Ma sarà anche un modo per riannodare i fili di una storia entrata nel mito che attraversa le epoche. A partire da quel 23 ottobre 1949 quando, all’Hotel Belmare di Viareggio, si costituì ufficialmente il “Vespa Club d’Italia”.
Allora erano trascorsi poco più di tre anni dalla produzione della prima Vespa negli stabilimenti Piaggio di Pontedera e il successo era stato subito straordinario. «Un nuovo mezzo di libertà – scrive il club per spiegare cos’è stata quella “rivoluzione” su due ruote – che genera un fortissimo spirito di aggregazione in tutta Italia». Nascono così i primi Vespa Club in ogni città, grandi e piccole.
Nel 1953, dopo un periodo di fermento e passione, un gruppo di amici, dipendenti Piaggio e possessori di Vespa, fondò ufficialmente il Vespa Club Pontedera. L’annuncio apparve nel giugno dello stesso anno sul giornale “Vespa Club d’Italia”. Il club si inserì naturalmente nella tradizione e nella storia della città che ha dato i natali alla Vespa.
Negli anni e decenni successivi, il Vespa Club Pontedera ha organizzato manifestazioni sportive, turistiche e culturali, partecipando a eventi di rilievo nazionale e internazionale, tra cui l’Eurovespa, una grande manifestazione tuttora esistente che ogni anno si svolge in una diversa nazione europea.
Alla fine degli anni Sessanta diversi fattori, economici e di mercato, colpirono però il settore scooteristico e associativo.
Nel febbraio 1971, il consiglio del Vespa Club d’Italia decise lo scioglimento del movimento dopo quasi 22 anni di attività. Nello stesso anno anche il Vespa Club Pontedera chiuse ufficialmente.

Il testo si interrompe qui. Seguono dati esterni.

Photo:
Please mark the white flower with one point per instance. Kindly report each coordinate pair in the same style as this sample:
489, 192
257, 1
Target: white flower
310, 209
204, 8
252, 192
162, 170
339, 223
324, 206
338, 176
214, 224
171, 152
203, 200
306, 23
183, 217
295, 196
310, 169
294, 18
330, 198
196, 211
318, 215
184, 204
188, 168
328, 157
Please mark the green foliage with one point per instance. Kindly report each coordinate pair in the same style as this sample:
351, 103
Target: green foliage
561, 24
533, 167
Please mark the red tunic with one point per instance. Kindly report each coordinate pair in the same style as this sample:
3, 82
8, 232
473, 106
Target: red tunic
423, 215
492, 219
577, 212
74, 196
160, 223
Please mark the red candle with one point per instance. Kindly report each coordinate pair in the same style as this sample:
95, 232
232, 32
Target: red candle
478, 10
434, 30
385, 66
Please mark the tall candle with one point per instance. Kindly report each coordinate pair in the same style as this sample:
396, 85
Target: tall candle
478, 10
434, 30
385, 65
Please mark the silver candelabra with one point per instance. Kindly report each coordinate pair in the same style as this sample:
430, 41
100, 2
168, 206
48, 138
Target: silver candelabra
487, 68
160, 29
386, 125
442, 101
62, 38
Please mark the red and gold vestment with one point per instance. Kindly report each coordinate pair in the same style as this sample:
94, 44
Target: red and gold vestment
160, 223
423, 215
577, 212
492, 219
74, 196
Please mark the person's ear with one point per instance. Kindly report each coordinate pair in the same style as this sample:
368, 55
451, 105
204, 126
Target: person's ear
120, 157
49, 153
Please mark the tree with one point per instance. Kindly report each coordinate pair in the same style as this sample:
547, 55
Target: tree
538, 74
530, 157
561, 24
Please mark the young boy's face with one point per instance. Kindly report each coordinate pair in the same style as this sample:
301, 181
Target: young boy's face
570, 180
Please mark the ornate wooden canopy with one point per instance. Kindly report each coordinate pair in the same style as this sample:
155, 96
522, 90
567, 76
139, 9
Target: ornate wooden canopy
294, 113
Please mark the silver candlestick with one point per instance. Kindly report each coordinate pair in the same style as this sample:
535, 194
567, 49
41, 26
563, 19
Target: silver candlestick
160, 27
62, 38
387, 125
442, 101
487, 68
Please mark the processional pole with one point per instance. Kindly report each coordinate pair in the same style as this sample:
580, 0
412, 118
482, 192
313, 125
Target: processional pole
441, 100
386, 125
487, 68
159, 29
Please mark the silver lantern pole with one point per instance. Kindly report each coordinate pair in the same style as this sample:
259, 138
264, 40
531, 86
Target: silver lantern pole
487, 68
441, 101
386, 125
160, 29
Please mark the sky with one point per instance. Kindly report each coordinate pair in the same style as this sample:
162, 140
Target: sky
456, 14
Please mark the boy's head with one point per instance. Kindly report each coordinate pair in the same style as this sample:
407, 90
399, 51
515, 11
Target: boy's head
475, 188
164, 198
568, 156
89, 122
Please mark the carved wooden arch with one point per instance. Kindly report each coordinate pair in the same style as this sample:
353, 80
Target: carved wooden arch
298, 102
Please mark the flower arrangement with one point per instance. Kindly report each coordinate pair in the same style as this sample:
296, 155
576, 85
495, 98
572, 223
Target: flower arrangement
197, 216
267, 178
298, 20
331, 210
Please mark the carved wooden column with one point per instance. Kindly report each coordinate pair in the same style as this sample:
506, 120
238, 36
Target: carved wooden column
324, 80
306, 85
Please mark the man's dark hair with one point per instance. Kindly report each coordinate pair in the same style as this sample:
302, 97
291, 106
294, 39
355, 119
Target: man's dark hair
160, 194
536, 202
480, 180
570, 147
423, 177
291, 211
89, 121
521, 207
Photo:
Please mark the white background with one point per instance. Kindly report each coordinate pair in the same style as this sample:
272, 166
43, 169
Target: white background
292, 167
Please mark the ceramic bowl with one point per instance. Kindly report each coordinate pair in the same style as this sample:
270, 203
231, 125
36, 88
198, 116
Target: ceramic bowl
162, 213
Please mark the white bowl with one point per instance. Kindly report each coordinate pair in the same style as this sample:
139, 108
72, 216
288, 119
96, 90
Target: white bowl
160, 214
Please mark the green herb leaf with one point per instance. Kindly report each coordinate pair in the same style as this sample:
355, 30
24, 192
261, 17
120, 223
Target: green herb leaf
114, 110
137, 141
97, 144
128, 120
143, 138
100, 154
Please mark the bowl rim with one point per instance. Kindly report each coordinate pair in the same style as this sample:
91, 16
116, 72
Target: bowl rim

Invece la passione non si era spenta: molti soci continuarono le attività in modo autonomo, mantenendo viva la tradizione vespistica. Così, grazie alla tenacia dei club locali, il Vespa Club d’Italia venne ricostituito nel 1981.
L’entusiasmo crebbe rapidamente e nel 1986, in occasione del 40º anniversario della Vespa, un gruppo di amici di Pontedera e dintorni fondò nuovamente il Vespa Club Pontedera. Una nuova partenza, la rifondazione.
Ora si guarda indietro per guardare avanti. E questo, come sottolinea Macchi, è uno dei principali propositi del club «che vuole trasferire anche alle giovani generazioni la passione per la Vespa, il suo mito, ciò che ha rappresentato e che ancora rappresenta».
Anche per questo il doppio compleanno richiede un impegno notevole. «Infatti – dice la presidente – vorremmo allungare il più possibile la ricorrenza con una serie di iniziative, in una sorta di giubileo della Vespa». Si va così da eventi in concomitanza con la Notte Bianca di Pontedera al concorso per la vetrina più bella, fino a un’esposizione statica in estate con le Vespe suddivise per ventenni di produzione. E ancora, il 17 maggio, una “transumanza” in collaborazione con il Caseificio Busti e il Vespa Club Pisa da Acciaiolo a Metello.
A proposito di eventi storici, il prossimo 30 aprile nella città della Vespa arriverà il Presidente della Repubblica, Sergio Mattarella. E il club non nasconde il desiderio di ritagliarsi un posticino. «Spero che saremo coinvolti – conclude Benedetta Macchi –. Mi piacerebbe che il club potesse essere reso partecipe in qualche forma».